Erano anni così, a trazione integrale. Metti la popolarità dei rally raid, la sportività del 4×4. Mettici anche l’assunzione a status symbol delle grosse fuoristrada americane e giapponesi, che avevano cominciato ad avventurarsi nei perigliosi e infidi centri storici delle città italiane. Di fatto, persino un’utilitaria come la Panda aveva iniziato a sparare sassolini dappertutto. Però erano anche anni in cui pensare a una Golf per l’offroad era sensato come andare a funghi in mocassini Sebago, quelli con il centesimo o il penny nella mascherina. Eppure la Golf Country non era spuntata del nulla. Nel ’90 erano già stati costruiti oltre sei milioni della seconda serie, che l’estate dell’anno successivo sarebbe giunta al termine del suo ciclo industriale. Per quanto razionali e ad angolo retto, persino i tedeschi si sentivano liberi di sperimentare su una macchina che aveva detto tutto, dopo aver introdotto il catalizzatore nell’85, il servosterzo e l’ABS nell’86 e la trazione integrale Syncro sulla GTI 16 valvole dell’88. Beh, forse aveva detto quasi tutto.

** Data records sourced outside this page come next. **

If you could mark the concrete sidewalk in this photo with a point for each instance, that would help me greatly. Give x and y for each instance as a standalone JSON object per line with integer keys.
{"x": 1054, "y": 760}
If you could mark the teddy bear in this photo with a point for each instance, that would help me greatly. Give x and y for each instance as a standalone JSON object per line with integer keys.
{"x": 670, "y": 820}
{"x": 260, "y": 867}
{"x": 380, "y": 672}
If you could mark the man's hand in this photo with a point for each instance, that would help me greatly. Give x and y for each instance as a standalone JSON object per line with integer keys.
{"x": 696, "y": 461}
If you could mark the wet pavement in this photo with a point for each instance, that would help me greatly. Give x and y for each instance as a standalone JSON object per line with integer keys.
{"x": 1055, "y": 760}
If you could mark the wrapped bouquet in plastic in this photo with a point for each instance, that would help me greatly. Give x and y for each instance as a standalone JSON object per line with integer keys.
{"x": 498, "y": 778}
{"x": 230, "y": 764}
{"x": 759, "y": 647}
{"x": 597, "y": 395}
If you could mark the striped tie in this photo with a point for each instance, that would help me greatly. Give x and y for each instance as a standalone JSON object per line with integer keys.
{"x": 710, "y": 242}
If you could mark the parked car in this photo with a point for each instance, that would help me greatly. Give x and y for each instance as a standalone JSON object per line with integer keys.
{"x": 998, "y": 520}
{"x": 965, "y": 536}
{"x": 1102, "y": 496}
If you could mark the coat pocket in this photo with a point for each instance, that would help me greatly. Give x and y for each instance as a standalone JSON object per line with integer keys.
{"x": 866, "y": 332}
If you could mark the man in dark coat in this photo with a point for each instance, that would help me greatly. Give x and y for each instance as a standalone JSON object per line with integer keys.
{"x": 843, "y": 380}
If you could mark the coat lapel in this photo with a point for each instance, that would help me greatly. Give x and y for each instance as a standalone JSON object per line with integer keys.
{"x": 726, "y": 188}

Dalla Montana alla Country. Nel 1989 la Volkswagen aveva esposto al Salone di Ginevra il prototipo Montana, una Golf tuttoterreno dotata della trazione integrale Syncro. Era stata messa a punto pochi anni prima dalla Steyr-Puch, la stessa azienda che aveva spedito la Panda sia nelle rimesse dei contadini, sia davanti alle ville dei radical-chic. Di tipo viscous traction, il Syncro della VW Golf distribuiva la coppia sulle quattro ruote motrici attraverso un circuito idraulico di liquido a viscosità variabile. La trazione privilegiava quasi sempre l’asse anteriore, per essere ripartita al cinquanta per cento sul posteriore quando i sensori rilevavano uno slittamento sensibile. Fatto sta che la risposta alla Montana fu così entusiasta, che a Wolfsburg diedero semaforo verde per qualcosa di più di una carrozzeria con la decal dedicata. La Golf Country aveva le carte in regola per le strade bianche e un divertente rotolamento nel fango.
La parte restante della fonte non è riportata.